Finding common ground, Draper believes, is even more critical today.

“If people would just step back and understand that the color of your skin doesn’t define who you are, we could just be so much better [as people],” he says. “It’s disheartening to me that I’m having conversations with my children that my father had with me when he drove me from California to Alabama to start college in 1984. I tell my son, ‘If the police stop you, I need for you to take your phone out and record it, and say you’re keeping your phone out because you’re concerned for your wellbeing, but you’re here to comply. Do what they tell you to do, and make sure you get out of there alive. I don’t want to get a phone call that something happened to you because you asked a question like Why are you doing this? Why did you stop me?

Draper pauses, then continues softly: “I shouldn’t [have to] be having that conversation in this day and age.”

“If people would just step back and understand that the color of your skin doesn’t define who you are, we could just be so much better [as people].”
—Will Draper, DVM

Even though Draper has built a hugely successful private practice in Metropolitan Atlanta—he’s opening five more hospitals in the next year—and pharmaceutical companies invite him to weekend junkets at luxury resorts, he still finds himself something of an outsider at those events. “You get to hobnob and bump elbows with a lot of people from across the country who also have large practices,” Draper says. “My wife and I have endured many of those, but I don’t care if they invite 30 people or 300, we are always, always, the only two African Americans, the only two Blacks.
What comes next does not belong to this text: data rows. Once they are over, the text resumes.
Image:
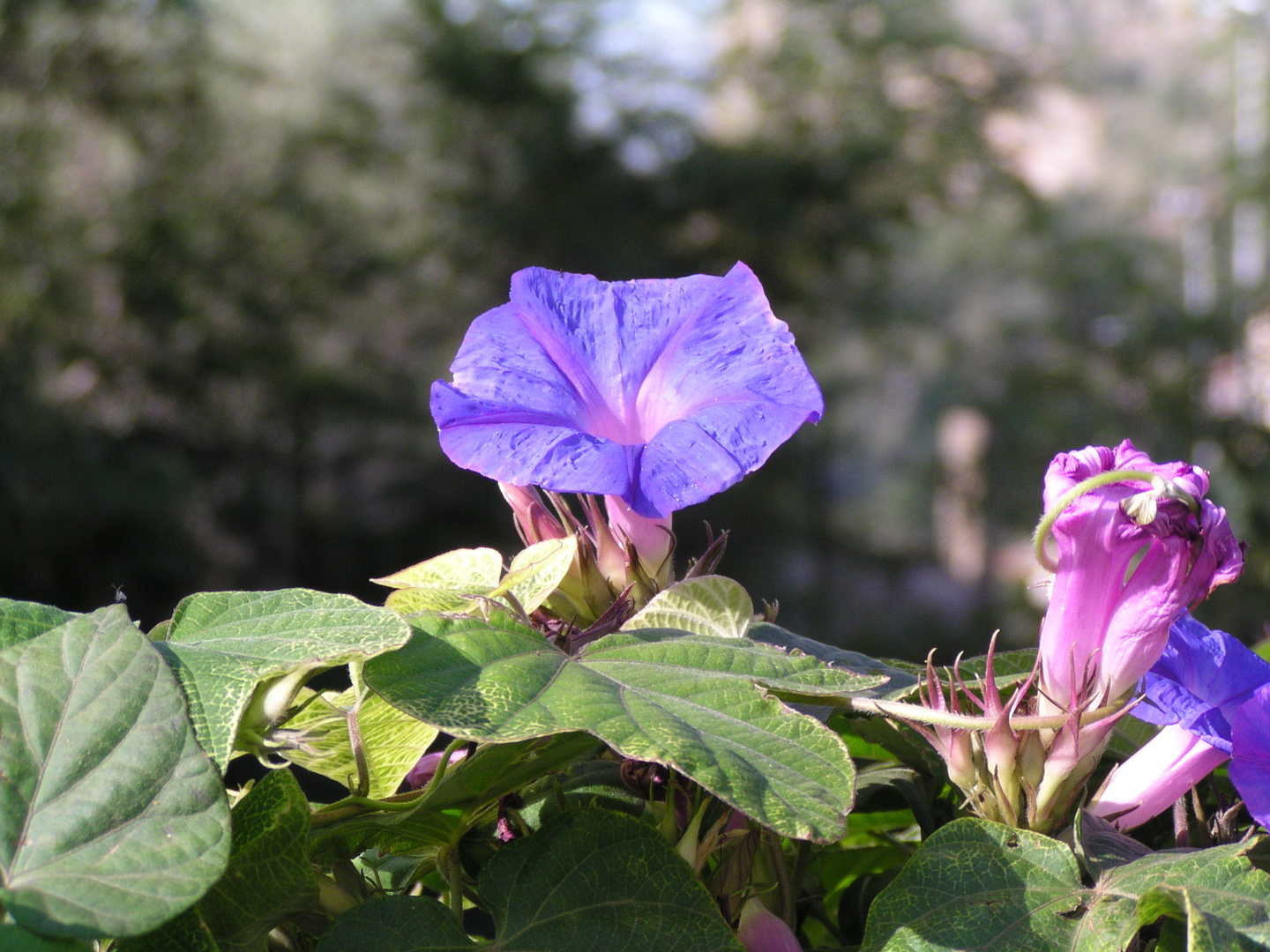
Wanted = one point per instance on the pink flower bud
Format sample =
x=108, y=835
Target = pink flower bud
x=426, y=770
x=761, y=931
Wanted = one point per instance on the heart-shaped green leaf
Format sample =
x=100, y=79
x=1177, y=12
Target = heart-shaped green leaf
x=975, y=885
x=692, y=703
x=709, y=605
x=22, y=621
x=267, y=881
x=224, y=643
x=319, y=740
x=112, y=819
x=460, y=800
x=588, y=880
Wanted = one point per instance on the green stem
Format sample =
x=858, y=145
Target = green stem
x=946, y=718
x=1080, y=489
x=441, y=767
x=455, y=876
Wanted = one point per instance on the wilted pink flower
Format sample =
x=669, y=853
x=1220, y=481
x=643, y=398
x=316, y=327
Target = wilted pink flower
x=1108, y=621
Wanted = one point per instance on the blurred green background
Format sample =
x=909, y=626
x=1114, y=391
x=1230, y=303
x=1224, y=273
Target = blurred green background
x=239, y=240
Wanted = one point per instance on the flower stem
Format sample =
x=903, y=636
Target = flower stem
x=917, y=714
x=1080, y=489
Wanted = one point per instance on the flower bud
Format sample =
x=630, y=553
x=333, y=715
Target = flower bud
x=759, y=931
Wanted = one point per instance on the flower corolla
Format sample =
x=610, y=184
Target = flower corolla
x=658, y=392
x=1129, y=562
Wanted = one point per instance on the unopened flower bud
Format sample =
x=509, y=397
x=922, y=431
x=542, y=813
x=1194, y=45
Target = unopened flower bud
x=759, y=931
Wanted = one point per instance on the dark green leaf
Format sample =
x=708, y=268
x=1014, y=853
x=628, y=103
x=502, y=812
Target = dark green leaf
x=268, y=877
x=267, y=881
x=894, y=678
x=224, y=643
x=320, y=740
x=1102, y=847
x=589, y=880
x=187, y=932
x=112, y=819
x=458, y=802
x=397, y=925
x=22, y=621
x=14, y=938
x=686, y=701
x=977, y=885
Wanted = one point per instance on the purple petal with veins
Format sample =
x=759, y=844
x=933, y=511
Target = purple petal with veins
x=661, y=392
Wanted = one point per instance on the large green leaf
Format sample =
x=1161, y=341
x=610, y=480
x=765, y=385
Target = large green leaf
x=710, y=605
x=224, y=643
x=392, y=741
x=975, y=885
x=460, y=800
x=268, y=877
x=589, y=880
x=891, y=680
x=465, y=580
x=14, y=938
x=464, y=570
x=267, y=881
x=692, y=703
x=112, y=820
x=22, y=621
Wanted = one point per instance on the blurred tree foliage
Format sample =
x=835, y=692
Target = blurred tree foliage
x=236, y=245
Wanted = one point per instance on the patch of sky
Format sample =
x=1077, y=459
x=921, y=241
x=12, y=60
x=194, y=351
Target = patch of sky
x=640, y=70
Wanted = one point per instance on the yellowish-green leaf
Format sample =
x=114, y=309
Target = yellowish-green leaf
x=432, y=599
x=710, y=605
x=467, y=570
x=392, y=741
x=537, y=571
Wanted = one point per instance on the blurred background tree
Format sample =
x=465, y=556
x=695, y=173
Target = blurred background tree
x=239, y=242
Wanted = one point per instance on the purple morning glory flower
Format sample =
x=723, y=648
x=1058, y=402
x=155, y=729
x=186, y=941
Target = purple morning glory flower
x=661, y=392
x=1212, y=695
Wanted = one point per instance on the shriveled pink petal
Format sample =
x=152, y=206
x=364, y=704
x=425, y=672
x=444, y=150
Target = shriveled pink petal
x=761, y=931
x=1154, y=778
x=1106, y=626
x=1250, y=761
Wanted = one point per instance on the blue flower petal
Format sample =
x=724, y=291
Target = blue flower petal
x=661, y=392
x=1250, y=763
x=1199, y=680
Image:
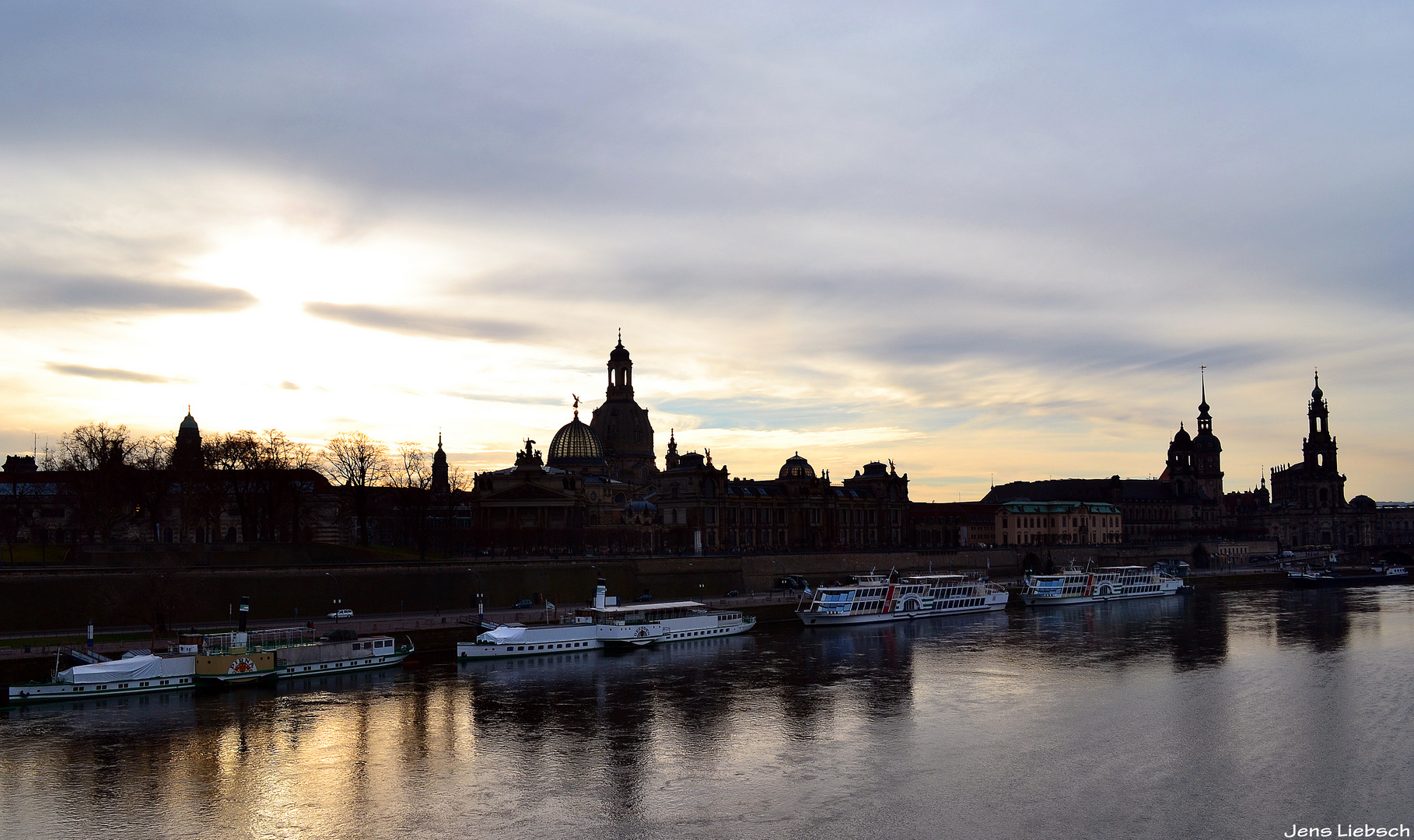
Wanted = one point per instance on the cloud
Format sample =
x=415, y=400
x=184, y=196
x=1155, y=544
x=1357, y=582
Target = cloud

And that’s a problem.”

One of Draper’s goals is to help change that. “By the time I turn 60 in seven years, [if] I go to one of those meetings, I need to see more diversity there. Not just for African Americans, I mean for all people of color.”  

Draper’s trying to do his part at his own hospitals, where he offers students graduating from veterinary school the opportunity to hire on at Village Vets, train for a year, and then move up to become a managing partner. He generally hires the most qualified candidate, regardless of race. Currently, 8 of the 25 veterinarians on staff are Black—and 2 of whom are male.

He concedes that’s unusual—in a profession that’s mostly white and mostly women, he says, “that’s like seeing Big Foot riding a unicorn.”

Draper believes change is possible, and that the profession can encourage more diversity by starting to talk to kids while they’re young. That’s why he makes it a point to attend career days whenever he can. “It’s amazing how many times some young Black person will say to me that they’ve never seen a Black veterinarian before.”

That’s also why, In 2017, Draper and his wife did a three-part television pilot for the National Geographic Channel, a proposed reality show about a married veterinarian couple. He says the producers weren’t necessarily looking for a Black couple, but the Drapers just happened to fit the bill in every other respect. The show didn’t get picked up, but those three pilot episodes can still be streamed on Disney+.

Draper’s glad they do, but not for the reasons you might expect.

“It’s not about the money, it’s not about trying to be famous,” he says. “It’s about letting that little African-American child who’s sitting at home being homeschooled and doesn’t really know what he wants to do see me and go, ‘Wow, I can do that!’”

He wants children of color to know they have options: “They need to know they can do whatever they want to do. Reach for the stars. I instilled that in my own kids.” It’s working—his youngest, 17, plans to become a veterinarian.